In Episode 5 of Translator City Radio, featuring John Moran from Silicon Valley CAT tool providers LILT, we cover Google’s announcement of their neural machine translation technology and their exaggerated claims that it is nearly human quality. We think there will still be plenty of translation jobs around, and as always, sign-up for our launch notification since our goal is to help translators get great jobs.
Listen on the radio page or directly in the widget to the right.
According to Wired magazine, the deep neural network, or “deep learning” that powered Google’s AlphaGo program, which defeated Go champion Lee Sedol, is now improving Google’s machine translation, currently available in Chinese to English. For those listeners who know little of the strategy board game Go, it’s an insanely difficult game to master that requires a great deal of intuition in addition to the cold calculation prominent in chess. It’s no surprise then when Google says that translation errors will be reduced by as much as 60%.

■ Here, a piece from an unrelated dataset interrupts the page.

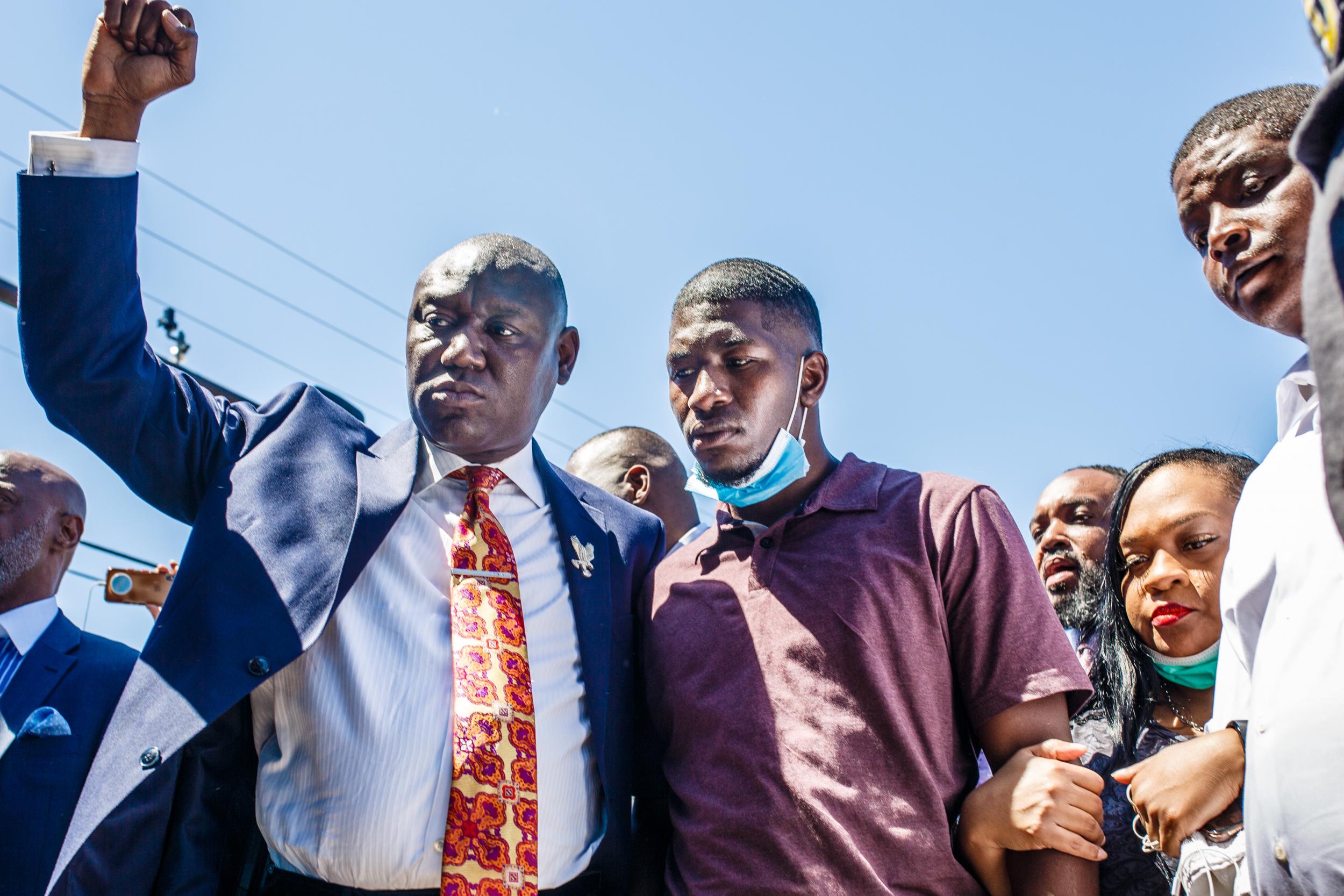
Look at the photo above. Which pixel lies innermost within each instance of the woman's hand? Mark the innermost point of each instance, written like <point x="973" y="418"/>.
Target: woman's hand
<point x="1038" y="800"/>
<point x="1183" y="787"/>
<point x="170" y="570"/>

In related news, Google, Facebook, Amazon, IBM, and Microsoft announced a partnership, almost on the same day, called the “Partnership on Artificial Intelligence to Benefit People and Society.” This partnership is meant to “conduct research, recommend best practices, and publish research under an open license in areas such as ethics, fairness and inclusivity; transparency, privacy, and interoperability; collaboration between people and AI systems; and the trustworthiness, reliability and robustness of the technology.” They have written 8 “rules” for A.I. that bring to mind Asimov’s 3 rules of robotics. Will this group lobby the government for loose regulation, or will they focus on human issues? And does this mean we’re going to see A.I. in our lifetime?
In popular culture, the film Her, directed by Spike Jonze and starring Zingword favorite Joaquin Phoenix, captures a hypothetical Singularity event, that much theorized about moment when a machine begins to truly think for itself. The film brought the notion of the singularity event into popular culture. Did it change the way we think of Artificial Intelligence?